Hangi yazar ve şairler çizimle ilgilenmişlerdir?

Hangi yazar ve şairler çizimle ilgilenmişlerdir?
Abidin Dino (1913-1993) Ressam-Yazar Yaşamı

Abidin Dino, 23 Mart 1913’de İstanbul’da dünyaya geldi. Aynı yıl ailesi Cenevre’ye yerleşince 12 yaşına kadar burada büyüyen Dino, 1. Dünya Savaşı’nın ardından İstanbul’a döndü. Robert Koleji’nde başladığı eğitimini resim ve karikatüre duyduğu ilgi nedeniyle yarıda bıraktı. Aynı zamanda edebiyat’la da ilgilen Dino, o dönemde abisi Arif Dino’nun da desteğiyle kendini tamamen sanata adadı.

Yarın Gazetesi’nde desenleri ve ilk kez 1931’de Artist adlı dergide de yazıları yayınlanan Dino, yaptığı herşeyde yeniliğin peşindeydi. 1931 ve 1932 yılları arasında Esrarkeşler ve Parmak İstifleri adlı dizileri gerçekleştiren Abidin Dino, Pertev Naili Boratav’ın Türk Masalları ve Nâzım Hikmet’in Kuvayi Milliye adlı eserlerini resimledi.

1933’te D Grubu topluluğunu diğer ressamlar Nurullah Berk, Cemal Tollu, Zeki Faik İzer, Elif Naci ve heykeltraş Zühtü Müritoğlu ile birlikte kuran Dino, yine yenilik peşindeydi. Bu toplulukta düşünce yanı ağır basan resimler yapmayı amaçladılar ve meydana getirdikleri eserlerle birçok sergi açtılar.

Aynı yıl SSCB’li yönetmen Sergay Yutkeviç’in Türkiye’nin Kalbi Ankara filmini çekmek için Türkiye’ye geldiği sırada, Dino’nun resimlerini gördü ve Mustafa Kemal ATATÜRK’ün de ricasıyla, o’nu Leningrad’a davet etti. Böylece 1934’de sinema eğitimi almak için gittiği Leningrad’da dekoratör ve ressam olarak Yutkeviç’in çalışmalarına katıldı ve onun yönettiği Madenciler adlı filmde çalışma imkanı buldu. Abidin Dino, geçen üç yılın ardından, 2. Dünya Savaşı’nın çıkmasıyla oradan ayrıldı ve bir süre Londra’da yaşadıktan sonra, Paris’e gitti ve burada çalışmalarda bulundu. Yine ressam ve dekoratör olarak çalıştığı bu dönemde Pablo Picasso, Tristan Tzara, Eisentein, Andre Malraux ve Gertrude Stein gibi önde gelen sanatçılarla da yakınlıklar kurdu.

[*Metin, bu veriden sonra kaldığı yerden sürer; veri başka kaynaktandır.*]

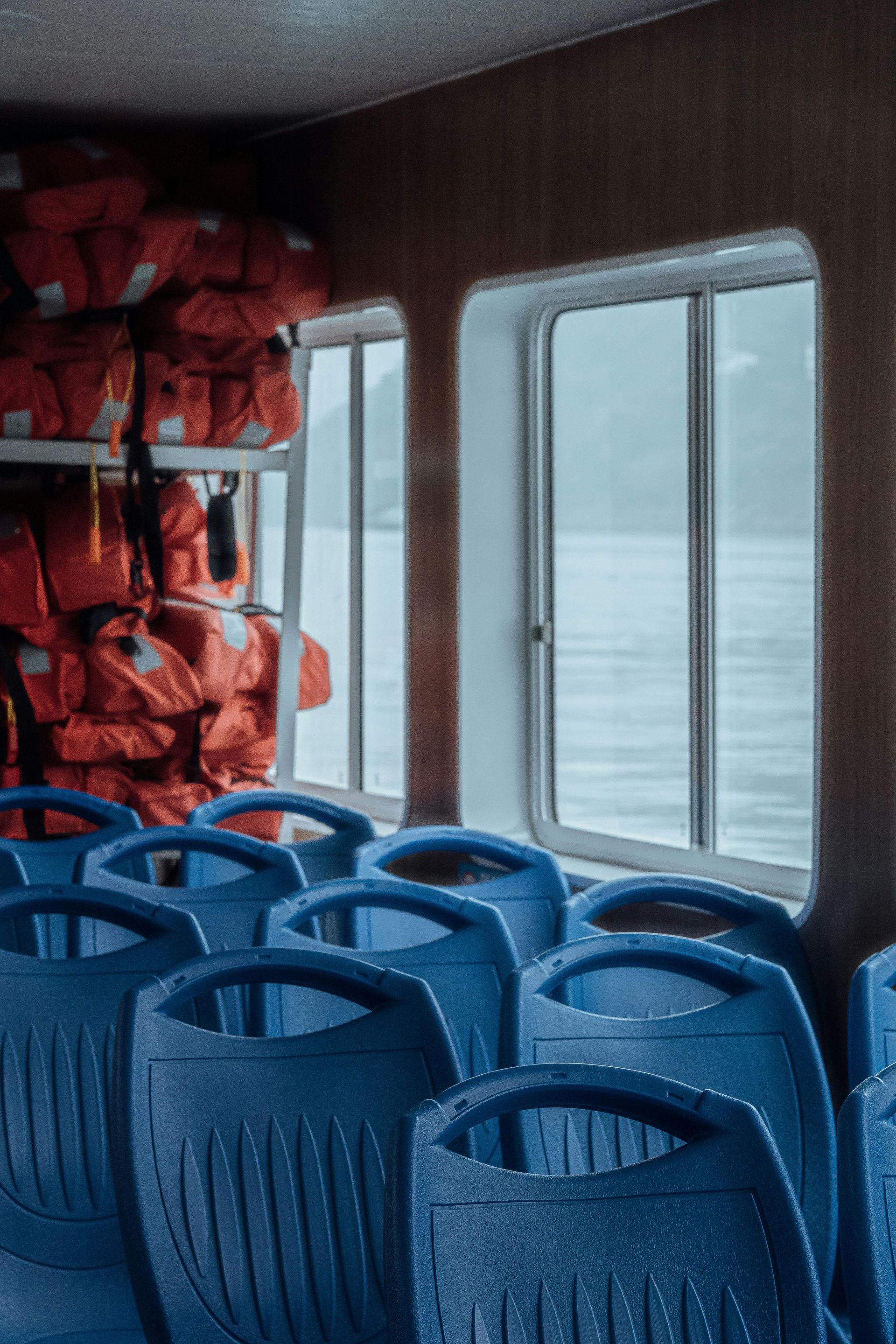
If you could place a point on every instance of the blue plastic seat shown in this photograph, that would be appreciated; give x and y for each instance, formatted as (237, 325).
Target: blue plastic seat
(465, 968)
(323, 861)
(250, 1172)
(872, 1016)
(61, 1257)
(56, 859)
(702, 1246)
(756, 1043)
(227, 913)
(762, 928)
(528, 896)
(867, 1158)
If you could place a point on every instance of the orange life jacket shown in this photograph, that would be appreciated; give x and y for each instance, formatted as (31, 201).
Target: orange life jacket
(287, 268)
(262, 826)
(97, 738)
(72, 185)
(84, 394)
(54, 679)
(314, 670)
(113, 783)
(256, 410)
(186, 549)
(76, 582)
(128, 264)
(51, 268)
(28, 402)
(23, 597)
(139, 675)
(222, 315)
(167, 803)
(245, 723)
(56, 823)
(222, 647)
(217, 253)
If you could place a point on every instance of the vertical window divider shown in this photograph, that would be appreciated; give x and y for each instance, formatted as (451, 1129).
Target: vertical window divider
(291, 655)
(357, 562)
(702, 574)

1939’da İstanbul’a döndüğü sıralarda yoksul insanlara ve balıkçılara olan ilgisinin üzerine, onun gibi düşünen sanatçılarla birlikte 1941’de Liman Grubu diye anılan Yeniler Topluluğu’nu kurdu. Liman çevresindeki balıkçıların resimlerinden oluşturularak açılan sergi büyük ilgi gördü. Aynı dönemde bir yandan da siyasal çalışmalarda bulunan Dino, İstanbul Sıkıyönetim Komutanlığı tarafından Mecitözü’ne, ardından da Adana’ya sürgüne gönderildi. Dino, 1943 yılında Kenanpaşazade Sait Bey’in oğlu olan Osmanlı Bankası Resmi İşler Müdürü Asım Bey’in kızı dilci, öğretim üyesi, çevirmen ve yazar olan Güzin Dino (Dikel) ile evlendi. Adana’da yaşadığı dönemde, resimlerinde pamuk işçilerini işleyen Dino, “Kel” adını verdiği bir oyun yazdı, “Türk Sözü” isimli bir gazete yönetti ve 1950 yılında “Çingeneler” adında bir film de senaryosu yazdı.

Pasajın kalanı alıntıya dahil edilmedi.